Durante quase vinte anos, Temporão foi filiado ao PCB. Na faculdade, vendia A Voz Operária, o jornal do partido. De uma caixa de madeira, que estava na mesa de centro de sua casa, a professora Sônia Fleury, da Fundação Getúlio Vargas, sacou uma foto desbotada de um grupo de homens bigodudos, de camisas de gola pontuda. Todos pareciam o cantor Belchior. “Olha o Temporão com o senador Giovanni Berlinguer, do Partido Comunista Italiano”, ela aponta. “Foi em 1983. Arrumamos a vinda do senador, em plena ditadura, para falar de saúde pública. O Zé foi o motorista dele aqui no Rio.” A professora prossegue: “Foi muito inesperado o Zé se tornar ministro. Ele sempre foi um cara dos bastidores, um executor. Nunca teve esse viés de político. Nosso nome para o ministério sempre foi o Arouca. De repente, ele entra e nos surpreende tão positivamente”. Quando o PCB se tornou PPS, Temporão deixou a militância. “Achei que o partido tinha virado outra coisa, uma coisa que nada tinha a ver com o que era no começo. Eu não acreditava naquela nova proposta”, disse-me uma noite, tomando água tônica em um barzinho perto de sua casa.
“Eu não sou ministro de partido. Eu sou ministro da Saúde. Aliás, sou do partido sanitarista”, ele costuma falar, tentando disfarçar que o PMDB, a fisiologia e a politicagem não tiveram papel na sua nomeação para o ministério. Nas oito vezes em que estivemos juntos, perguntei sobre questões políticas e o PMDB. Uma delas foi no dia seguinte à revelação de que a pensão da filha de Renan Calheiros era paga pelo lobista da Mendes Júnior. “Ministro, e essa crise?”, falei. “Crise? Que crise?” Também nos vimos logo depois da divulgação de que Vavá, irmão do presidente Lula, estaria fazendo lobby. “Vavá, Renan: isso tudo passou ao largo para mim. A Saúde é a minha praia. Não participo de reunião alguma, não me chamam para o que quer que seja, só acompanho pelos jornais”, afirmou. E a última vez foi a caminho de uma entrevista. “Se me perguntarem algo de Roriz, de PMDB, vou dizer que o Congresso está investigando e só”, comentou com um assessor.
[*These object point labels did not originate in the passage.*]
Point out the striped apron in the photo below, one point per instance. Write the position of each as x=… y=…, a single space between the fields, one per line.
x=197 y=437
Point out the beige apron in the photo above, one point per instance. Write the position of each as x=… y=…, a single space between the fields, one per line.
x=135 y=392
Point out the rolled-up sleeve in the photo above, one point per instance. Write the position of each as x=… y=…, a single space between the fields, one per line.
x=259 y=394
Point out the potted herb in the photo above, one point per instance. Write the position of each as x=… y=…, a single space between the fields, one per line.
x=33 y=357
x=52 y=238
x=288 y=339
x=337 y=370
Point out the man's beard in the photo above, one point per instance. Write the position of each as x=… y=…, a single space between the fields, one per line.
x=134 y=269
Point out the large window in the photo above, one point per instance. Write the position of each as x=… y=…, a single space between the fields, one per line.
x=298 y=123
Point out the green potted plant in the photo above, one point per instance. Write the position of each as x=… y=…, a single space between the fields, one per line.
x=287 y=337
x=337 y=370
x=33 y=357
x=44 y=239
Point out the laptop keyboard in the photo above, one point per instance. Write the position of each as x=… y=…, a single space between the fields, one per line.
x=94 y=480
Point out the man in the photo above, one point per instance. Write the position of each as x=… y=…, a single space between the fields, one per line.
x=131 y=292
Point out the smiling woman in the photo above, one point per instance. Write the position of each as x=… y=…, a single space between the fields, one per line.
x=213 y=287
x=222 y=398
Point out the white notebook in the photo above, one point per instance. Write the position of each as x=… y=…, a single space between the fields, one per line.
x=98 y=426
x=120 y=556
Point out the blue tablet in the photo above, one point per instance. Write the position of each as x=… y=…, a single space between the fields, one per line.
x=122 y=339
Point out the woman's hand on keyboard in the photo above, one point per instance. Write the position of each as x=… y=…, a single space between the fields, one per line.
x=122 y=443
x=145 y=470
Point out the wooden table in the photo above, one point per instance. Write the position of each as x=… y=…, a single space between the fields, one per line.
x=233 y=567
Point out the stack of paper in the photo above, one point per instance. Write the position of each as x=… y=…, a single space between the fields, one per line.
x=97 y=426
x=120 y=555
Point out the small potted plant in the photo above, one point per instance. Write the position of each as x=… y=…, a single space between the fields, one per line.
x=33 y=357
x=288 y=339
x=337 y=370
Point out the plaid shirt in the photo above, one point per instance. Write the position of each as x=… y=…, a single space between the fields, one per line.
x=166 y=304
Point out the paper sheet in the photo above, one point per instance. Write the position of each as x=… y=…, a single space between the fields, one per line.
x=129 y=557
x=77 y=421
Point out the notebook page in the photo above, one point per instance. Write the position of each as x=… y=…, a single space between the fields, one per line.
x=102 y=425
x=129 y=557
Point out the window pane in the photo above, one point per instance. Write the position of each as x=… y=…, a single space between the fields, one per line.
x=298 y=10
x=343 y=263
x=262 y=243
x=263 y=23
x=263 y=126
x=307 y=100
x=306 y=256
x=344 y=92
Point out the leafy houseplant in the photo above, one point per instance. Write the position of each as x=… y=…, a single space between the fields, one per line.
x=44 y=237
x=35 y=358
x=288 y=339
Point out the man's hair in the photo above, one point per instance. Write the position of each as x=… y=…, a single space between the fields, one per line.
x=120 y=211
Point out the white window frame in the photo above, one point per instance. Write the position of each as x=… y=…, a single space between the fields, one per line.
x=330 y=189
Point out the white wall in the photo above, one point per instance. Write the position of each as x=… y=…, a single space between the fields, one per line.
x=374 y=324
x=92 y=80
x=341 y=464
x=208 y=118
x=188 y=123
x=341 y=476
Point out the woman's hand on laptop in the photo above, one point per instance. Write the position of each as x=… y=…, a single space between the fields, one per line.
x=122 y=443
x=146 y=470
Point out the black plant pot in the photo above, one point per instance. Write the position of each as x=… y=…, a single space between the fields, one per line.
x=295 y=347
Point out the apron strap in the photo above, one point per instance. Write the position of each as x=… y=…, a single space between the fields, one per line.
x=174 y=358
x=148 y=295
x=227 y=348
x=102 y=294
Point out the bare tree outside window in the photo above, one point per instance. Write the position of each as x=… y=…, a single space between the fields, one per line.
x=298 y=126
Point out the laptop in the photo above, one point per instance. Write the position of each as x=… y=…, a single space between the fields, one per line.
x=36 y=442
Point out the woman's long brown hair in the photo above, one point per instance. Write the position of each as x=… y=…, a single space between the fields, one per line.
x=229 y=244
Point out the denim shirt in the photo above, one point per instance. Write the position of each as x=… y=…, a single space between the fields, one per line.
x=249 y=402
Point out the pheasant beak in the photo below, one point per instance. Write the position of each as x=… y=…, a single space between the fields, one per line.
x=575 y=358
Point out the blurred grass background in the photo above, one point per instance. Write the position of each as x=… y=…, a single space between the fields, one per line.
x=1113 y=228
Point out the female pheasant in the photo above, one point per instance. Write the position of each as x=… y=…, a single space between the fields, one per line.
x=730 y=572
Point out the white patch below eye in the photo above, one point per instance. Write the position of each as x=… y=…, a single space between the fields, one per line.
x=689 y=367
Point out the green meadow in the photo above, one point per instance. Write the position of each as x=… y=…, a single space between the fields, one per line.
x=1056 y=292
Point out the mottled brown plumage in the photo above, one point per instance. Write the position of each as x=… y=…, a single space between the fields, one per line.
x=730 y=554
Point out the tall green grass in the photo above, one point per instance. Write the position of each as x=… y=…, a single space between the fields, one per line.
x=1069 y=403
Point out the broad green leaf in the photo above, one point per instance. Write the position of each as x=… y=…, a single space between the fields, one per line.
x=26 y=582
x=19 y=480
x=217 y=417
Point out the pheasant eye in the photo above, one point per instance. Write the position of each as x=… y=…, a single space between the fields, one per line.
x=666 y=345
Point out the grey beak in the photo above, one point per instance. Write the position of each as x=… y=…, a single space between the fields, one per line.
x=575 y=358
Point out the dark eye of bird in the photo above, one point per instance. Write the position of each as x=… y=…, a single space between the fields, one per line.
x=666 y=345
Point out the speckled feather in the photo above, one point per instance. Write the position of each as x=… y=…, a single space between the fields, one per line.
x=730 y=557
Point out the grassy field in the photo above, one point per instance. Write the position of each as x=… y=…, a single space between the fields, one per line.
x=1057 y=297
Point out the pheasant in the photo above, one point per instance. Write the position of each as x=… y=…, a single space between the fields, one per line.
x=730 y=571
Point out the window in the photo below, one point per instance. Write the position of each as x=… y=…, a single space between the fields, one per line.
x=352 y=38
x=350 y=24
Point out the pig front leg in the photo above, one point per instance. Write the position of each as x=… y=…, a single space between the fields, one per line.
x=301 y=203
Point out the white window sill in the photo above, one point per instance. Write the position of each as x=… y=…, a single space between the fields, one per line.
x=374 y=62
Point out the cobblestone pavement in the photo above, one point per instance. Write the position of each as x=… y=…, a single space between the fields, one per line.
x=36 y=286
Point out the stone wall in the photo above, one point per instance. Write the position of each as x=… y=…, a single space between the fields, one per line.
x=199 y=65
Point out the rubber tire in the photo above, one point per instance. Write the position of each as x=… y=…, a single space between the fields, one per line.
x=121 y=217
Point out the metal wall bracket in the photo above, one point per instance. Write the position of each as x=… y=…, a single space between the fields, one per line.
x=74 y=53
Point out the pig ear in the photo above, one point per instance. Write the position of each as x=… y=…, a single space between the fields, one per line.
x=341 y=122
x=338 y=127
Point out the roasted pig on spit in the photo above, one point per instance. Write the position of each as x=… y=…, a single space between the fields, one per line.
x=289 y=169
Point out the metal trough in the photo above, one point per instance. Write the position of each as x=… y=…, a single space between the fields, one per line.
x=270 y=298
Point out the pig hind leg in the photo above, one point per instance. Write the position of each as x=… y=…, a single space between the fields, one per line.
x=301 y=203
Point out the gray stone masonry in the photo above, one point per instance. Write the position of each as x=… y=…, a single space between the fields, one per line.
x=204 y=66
Em uma noite de julho, sentado na varanda de sua casa, Temporão conversava ao telefone. Ouvia-se música ao fundo. “O que eu fiz em quatro meses? Você está sendo exigente”, riu. “Mas, vamos lá. Levantei a discussão do aborto, estamos comprando dois remédios do coquetel anti-Aids por um preço muito menor, o que vai permitir investir esse dinheiro em outras áreas. Também estamos vendendo anticoncepcional por 40 centavos, vamos distribuir pílula do dia seguinte sem necessidade de receita médica. Levantamos também o debate da propaganda de bebidas. Achávamos que seria mais simples, mas ficamos sabendo que talvez tenhamos que mexer na lei. Vamos ter que mudar de estratégia. Estamos em uma democracia e é isso aí. Faltava uma política mais abrangente no ministério, e agora acho que tem. Agora existe um rumo. Para quatro meses, acho que está de bom tamanho. Estou muito satisfeito.”
Se os debates se tornarão realidade, se a Saúde no Brasil irá melhorar, e se Temporão poderá se sustentar no cargo sem politicagem são temas para conferir na quarta fase.